Beste tellers, Het weekend van 17/18 juni is dan echt het laatste telweekend van dit seizoen. Waarschijnlijk zijn de temperaturen dan echt ‘s zomers. Dat betekent dat een beetje vroeg beginnen wel handig kan zijn. Niet alleen vanwege oplopende temperaturen, maar ook vanwege het eventuele recreatieve mede-gebruik van veel wateren. Deze maand blijven de watervogeltellingen beperkt tot de bekende monitoringgebieden in de zoete & zoute delta, IJsselmeer, Randmeren & Oostvaardersplassen, Lauwersmeer en de steekproefgebieden in het Waddengebied. Groepen uitgemaaide en weggespoelde weidevogels concentreren zich momenteel in de goede voedselgebieden. Nu de jonge reigers verschijnen en de kolonies langzaam leeg lopen, neemt het aantal in de waterrijke gebieden toe. Langs de rivieren wordt dit nog eens versterkt door het almaar stijgende en dalende water, wat voor een viseters als Blauwe Reiger voedselrijke situaties oplevert. Kleine Mantelmeeuwen, met name de onvolwassen vogels, lijken zich ook steeds meer thuis te voelen in het rivierengebied en zij profiteren ook van de achtergebleven dode vissen in droogvallende plassen. In het waddengebied zijn overzomeraars, en enkele heel late of juist heel vroeg doortrekkende steltlopers nog van belang. Mogelijk dat in het binnenland de
Beek-Ubbergen, 7-6-2006 eerste noordelijke “broeders” als Oeverloper en Witgat al weer terug zijn. Monitoren is het “bijhouden” van ontwikkelingen en veranderingen. Een duidelijk verandering is natuurlijk de ontwikkeling van ganzen in de zomermaanden. Zijn de aantallen niet broedende Kollen en Brandjes verder toegenomen en zijn er misschien nieuwe concentraties? Hoe gaat het verder met de weidevogels, zilverreigers en Ooievaars en met de verdere toename van Kleine Mantelmeeuwen in het binnenland? In een aantal gebieden zijn de 1000-den ruiers van belang; Grauwe Ganzen en Knobbelzwanen. Allemaal redenen om ook de vinger aan de pols te houden in een maand als juni. Momenteel wordt op kantoor gewerkt aan het verwerken van de papieren formulieren om deze zo snel mogelijk vertoetst te krijgen. Mede in het kader van de ganzen-opvanggebieden.
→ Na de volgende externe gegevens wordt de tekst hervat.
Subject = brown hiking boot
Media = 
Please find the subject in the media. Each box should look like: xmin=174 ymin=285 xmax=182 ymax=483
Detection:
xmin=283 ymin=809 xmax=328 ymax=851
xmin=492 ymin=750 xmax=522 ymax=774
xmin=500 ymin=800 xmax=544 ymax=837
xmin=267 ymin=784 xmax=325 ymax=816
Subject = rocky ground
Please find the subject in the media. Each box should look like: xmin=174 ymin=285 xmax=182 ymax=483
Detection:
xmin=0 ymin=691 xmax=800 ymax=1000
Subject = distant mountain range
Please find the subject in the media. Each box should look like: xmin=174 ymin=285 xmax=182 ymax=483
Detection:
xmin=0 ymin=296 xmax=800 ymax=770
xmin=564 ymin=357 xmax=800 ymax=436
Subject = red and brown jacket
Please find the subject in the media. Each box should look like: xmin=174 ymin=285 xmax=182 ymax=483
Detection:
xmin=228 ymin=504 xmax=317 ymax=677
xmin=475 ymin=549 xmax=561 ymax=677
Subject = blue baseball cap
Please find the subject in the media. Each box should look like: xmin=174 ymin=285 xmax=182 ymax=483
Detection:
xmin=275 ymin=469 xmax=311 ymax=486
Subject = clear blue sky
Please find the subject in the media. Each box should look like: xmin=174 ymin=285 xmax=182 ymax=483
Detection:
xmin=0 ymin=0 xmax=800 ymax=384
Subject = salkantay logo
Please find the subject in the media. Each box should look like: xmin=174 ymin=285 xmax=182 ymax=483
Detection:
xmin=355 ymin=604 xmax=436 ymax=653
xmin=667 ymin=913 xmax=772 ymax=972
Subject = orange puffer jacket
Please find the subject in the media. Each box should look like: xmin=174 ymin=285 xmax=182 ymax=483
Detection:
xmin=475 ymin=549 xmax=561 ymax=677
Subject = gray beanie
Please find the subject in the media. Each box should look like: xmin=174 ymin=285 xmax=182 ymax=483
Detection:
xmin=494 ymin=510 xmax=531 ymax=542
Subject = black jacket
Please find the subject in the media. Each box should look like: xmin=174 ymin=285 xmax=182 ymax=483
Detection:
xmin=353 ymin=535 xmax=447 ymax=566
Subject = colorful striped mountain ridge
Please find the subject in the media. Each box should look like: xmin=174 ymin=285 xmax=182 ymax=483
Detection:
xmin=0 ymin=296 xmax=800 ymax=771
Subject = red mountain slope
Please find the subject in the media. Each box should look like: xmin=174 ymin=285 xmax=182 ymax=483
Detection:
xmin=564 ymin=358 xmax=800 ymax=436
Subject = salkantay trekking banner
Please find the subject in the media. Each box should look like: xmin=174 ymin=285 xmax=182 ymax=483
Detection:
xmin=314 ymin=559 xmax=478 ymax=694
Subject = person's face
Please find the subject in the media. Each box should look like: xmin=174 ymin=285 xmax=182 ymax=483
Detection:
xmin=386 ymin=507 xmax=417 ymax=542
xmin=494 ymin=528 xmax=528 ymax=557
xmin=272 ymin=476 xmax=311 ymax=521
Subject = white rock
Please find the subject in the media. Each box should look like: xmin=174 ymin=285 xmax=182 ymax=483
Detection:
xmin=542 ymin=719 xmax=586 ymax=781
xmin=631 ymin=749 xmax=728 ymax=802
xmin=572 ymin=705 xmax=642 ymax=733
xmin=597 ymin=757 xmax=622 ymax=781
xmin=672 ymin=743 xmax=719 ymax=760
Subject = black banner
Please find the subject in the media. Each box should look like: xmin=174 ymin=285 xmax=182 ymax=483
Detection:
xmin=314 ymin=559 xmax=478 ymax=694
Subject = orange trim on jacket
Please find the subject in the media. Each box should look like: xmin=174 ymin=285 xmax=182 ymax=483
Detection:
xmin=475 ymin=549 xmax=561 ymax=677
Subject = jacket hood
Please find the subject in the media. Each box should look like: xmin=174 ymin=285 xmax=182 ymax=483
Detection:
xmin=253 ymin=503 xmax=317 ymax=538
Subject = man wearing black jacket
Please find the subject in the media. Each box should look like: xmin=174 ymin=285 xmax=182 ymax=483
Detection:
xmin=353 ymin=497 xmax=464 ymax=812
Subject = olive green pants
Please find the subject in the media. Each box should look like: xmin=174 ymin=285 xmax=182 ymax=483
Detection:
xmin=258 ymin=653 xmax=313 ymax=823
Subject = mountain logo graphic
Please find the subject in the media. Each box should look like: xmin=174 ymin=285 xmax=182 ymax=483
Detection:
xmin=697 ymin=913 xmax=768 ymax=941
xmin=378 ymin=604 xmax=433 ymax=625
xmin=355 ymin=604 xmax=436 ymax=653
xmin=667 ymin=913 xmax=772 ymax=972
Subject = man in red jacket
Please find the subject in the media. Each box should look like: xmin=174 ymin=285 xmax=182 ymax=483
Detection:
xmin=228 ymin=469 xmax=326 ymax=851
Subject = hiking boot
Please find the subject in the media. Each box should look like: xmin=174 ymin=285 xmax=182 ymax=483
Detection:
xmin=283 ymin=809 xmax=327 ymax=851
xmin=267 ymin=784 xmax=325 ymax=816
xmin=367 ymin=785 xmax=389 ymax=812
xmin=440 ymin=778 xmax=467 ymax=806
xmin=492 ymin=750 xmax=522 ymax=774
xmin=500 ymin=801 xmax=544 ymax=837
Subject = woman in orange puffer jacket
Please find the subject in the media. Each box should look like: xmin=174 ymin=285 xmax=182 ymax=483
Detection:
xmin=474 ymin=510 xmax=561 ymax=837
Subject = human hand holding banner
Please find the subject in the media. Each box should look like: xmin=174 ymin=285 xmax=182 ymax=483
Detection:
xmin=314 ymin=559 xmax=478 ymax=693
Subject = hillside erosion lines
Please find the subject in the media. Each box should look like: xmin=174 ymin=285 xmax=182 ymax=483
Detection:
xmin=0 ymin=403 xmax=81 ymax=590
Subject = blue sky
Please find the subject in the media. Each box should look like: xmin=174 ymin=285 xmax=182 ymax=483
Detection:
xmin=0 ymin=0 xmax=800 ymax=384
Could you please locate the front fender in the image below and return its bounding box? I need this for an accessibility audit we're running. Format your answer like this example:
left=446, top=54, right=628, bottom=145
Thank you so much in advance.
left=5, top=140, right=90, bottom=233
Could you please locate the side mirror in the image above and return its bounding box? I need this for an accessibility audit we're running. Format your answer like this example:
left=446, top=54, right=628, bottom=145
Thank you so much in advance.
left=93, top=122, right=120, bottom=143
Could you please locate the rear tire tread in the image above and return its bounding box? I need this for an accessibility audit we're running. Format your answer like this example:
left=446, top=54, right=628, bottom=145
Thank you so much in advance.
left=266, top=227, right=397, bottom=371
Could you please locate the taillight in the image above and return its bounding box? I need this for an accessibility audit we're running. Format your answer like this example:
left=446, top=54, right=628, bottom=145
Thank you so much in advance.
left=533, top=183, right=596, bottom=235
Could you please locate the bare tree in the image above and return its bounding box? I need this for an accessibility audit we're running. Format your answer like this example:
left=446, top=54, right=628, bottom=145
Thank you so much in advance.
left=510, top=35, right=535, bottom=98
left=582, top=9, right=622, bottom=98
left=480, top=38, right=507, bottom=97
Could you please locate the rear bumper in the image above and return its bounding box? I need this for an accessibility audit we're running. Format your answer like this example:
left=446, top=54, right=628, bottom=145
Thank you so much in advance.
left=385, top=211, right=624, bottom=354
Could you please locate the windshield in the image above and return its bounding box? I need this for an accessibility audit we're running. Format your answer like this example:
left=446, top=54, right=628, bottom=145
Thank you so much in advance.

De resultaten van al het tel- en intekenwerk rondom de ganzen moet zo spoedig mogelijk worden afgerond in de vorm van een rapportage. Succes met de tellingen, groeten en mooi weer & spannende vogels toegewenst.
[email protected]
Nederland (binnenland):
Waddengebied:
17 juni selectie van monitoringgebieden 17 juni steekproeftelling (14:46h) 15 juli selectie van monitoringgebieden
15 juli steekproeftelling (13:50h)
12 augustus selectie van monitoringgebieden
12 augustus steekproeftelling (12:55h)
NB. Bij voorkeur niet van de teldatum afwijken, echter bij slecht weer of andere overmacht kunnen tellingen nog één dag voor tot twee dagen na de teldatum worden uitgevoerd.